Zira Kürtlerin tabiat-ı meşrutiyetperveranelerine binaen saadetleri meşrutiyettedir.

Ve baskı ve zulümlerden herkesten ziyade biz zarardide olmuştuk.

Bundan dolayı meşrutiyet ve istibdatın ne anlama geldiğini, halkın zihinlerindeki yansımasının ne olduğunu teşhis edip tespit etmek vazifesi de bu asrın manevi doktoru Bediüzzaman hazretlerine aitti.

 Burada bahse konu olan“meşrutiyet” kelimesi, halkın yönetimde söz sahibi olduğu ve kendi seçtiği temsilciler vasıtasıyla yönetildiği “Cumhuriyet” ve bunun halk içinde yaşamsal yansıması olan  “Demokrasi” anlamlarıyla eşdeğer bir ifadedir.

 Bununla birlikte “İstibdat” kelimesi ise haksızlık, adaletsizlik ve keyfi muamelelerin egemen olduğu, “Baskı” ve “Zulüm” rejimleri anlamında kullanılmıştır.

 Evet, meşrutiyeti, demokrasiyi ve bunun muhalifi olan İstibdat ve baskı akımlarını gayet garib bir surette telakki eden bu millete evvela İstibdat rejimini şöylece tarif edip ders veriyordu:

“İstibdat tahakkümdür, muâmele-i keyfiyedir, kuvvete istinad ile cebirdir, rey-i vâhiddir, sû-i istimâlâta gâyet müsâit bir zemindir, zulmün temelidir, insâniyetin mâhisidir.

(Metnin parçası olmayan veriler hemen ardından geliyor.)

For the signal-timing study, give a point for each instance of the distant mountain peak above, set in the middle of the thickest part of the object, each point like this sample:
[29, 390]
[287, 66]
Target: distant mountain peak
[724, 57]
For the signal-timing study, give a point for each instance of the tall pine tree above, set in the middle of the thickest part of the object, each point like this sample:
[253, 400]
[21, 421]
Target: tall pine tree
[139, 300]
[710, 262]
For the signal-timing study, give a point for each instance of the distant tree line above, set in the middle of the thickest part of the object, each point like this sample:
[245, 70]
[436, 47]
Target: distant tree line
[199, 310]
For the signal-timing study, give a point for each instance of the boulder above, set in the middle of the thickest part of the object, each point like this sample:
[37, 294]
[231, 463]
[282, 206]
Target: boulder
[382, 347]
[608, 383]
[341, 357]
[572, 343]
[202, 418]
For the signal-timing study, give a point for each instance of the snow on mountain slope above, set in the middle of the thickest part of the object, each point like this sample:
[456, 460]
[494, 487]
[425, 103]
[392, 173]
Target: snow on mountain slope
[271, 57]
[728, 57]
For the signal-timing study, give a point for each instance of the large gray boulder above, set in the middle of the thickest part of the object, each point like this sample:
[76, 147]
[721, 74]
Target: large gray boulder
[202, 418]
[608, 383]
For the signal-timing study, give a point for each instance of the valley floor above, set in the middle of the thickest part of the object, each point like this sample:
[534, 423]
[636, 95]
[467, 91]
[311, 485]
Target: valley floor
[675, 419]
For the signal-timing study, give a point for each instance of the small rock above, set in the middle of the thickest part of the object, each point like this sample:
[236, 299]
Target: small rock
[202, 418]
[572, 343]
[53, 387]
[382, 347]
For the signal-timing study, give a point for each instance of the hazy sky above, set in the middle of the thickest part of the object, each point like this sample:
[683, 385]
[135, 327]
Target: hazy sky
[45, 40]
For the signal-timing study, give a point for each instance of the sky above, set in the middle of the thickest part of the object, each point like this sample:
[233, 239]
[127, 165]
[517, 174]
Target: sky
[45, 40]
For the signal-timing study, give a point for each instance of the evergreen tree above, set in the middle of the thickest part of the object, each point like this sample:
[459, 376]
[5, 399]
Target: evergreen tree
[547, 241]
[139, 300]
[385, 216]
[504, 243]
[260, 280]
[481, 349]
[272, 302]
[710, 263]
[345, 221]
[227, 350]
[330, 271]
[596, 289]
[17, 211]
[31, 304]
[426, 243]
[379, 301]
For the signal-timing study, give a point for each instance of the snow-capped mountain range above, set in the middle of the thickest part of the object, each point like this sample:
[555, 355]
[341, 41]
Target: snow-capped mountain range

Sefâlet derelerinin esfel-i sâfilînine insanı tekerlendiren ve âlem-i İslâmiyeti zillet ve sefâlete düşürttüren ve ağrâz ve husûmeti uyandıran ve İslâmiyeti zehirlendiren, hatta herşeye sirâyet ile zehrini atan bir hastalıktır.”  

 Bediüzzaman evvela istibdat ve baskı diktasını en geniş çerçevesiyle ve farklı yönleriyle ele alıp ders veriyor.

 Zira “Şeytan, hiç kimseyi; ben şeytanım deyip aldatıp kandıramaz.” kaidesince, hariçten sözlerine ve görünüşüne bakıldığında “Demokrat” görünen, ama damarlarında baskı, zulüm ve isyan ateşleri dolaşan; kan ve şiddetle beslenen; dışı süs, içi pis; bulduğu her fırsatta çirkin ve vahşetli yüzünü gösteren beşer; bu milleti en fazla zarardide kılmış, sefalete atmakla mazinin en derin derelerinde durdurarak gelişmesine ayakbağı olmuştur.

 Evet “Ayinesi iştir kişinin, lafa bakılmaz.” düsturu bu zaman ve zeminde en fazla tatbika ve yaşanmaya değer, ihtiyaç duyulan bir külli kaide ve hüküm olmuştur.

Şimdi bizler de, Asrın doktorundan aldığımız derse binaen, şöylece etrafımızı bir süzgeçten geçirip, ince eleyip sık dokuyarak; “Demokrat” geçinen zevatı, sözleriyle değil, yaptıklarıyla bir parça tecrübe edip teşhis edeceğiz; ta gerçekte ne fikriyatta oldukları anlaşılsın;  maskelerinin ardındaki gerçek yüzleri ortaya çıksın ve şeytanın arkadaşları olan bu pürşer beşer, gariban ve safi milleti kandırıp yoldan çıkarmasın, maddi ve manevi felaketlere sürüklemesin.

Sureten medeni, fikren mazinin en derin derelerinde olup, insanlığı ateşe atan bu bedbaht ruhlu beşeri, gözlemlerimize dayanarak şöylece teşhis edip tanımaya çalışıyoruz;

Örf adet bilmez; kanun ve nizam tanımaz; her türlü ahlaksızlığı ve fuhşiyatı irtikap edip işlemekten geri durmayarak keyfi muamelelerde bulunur..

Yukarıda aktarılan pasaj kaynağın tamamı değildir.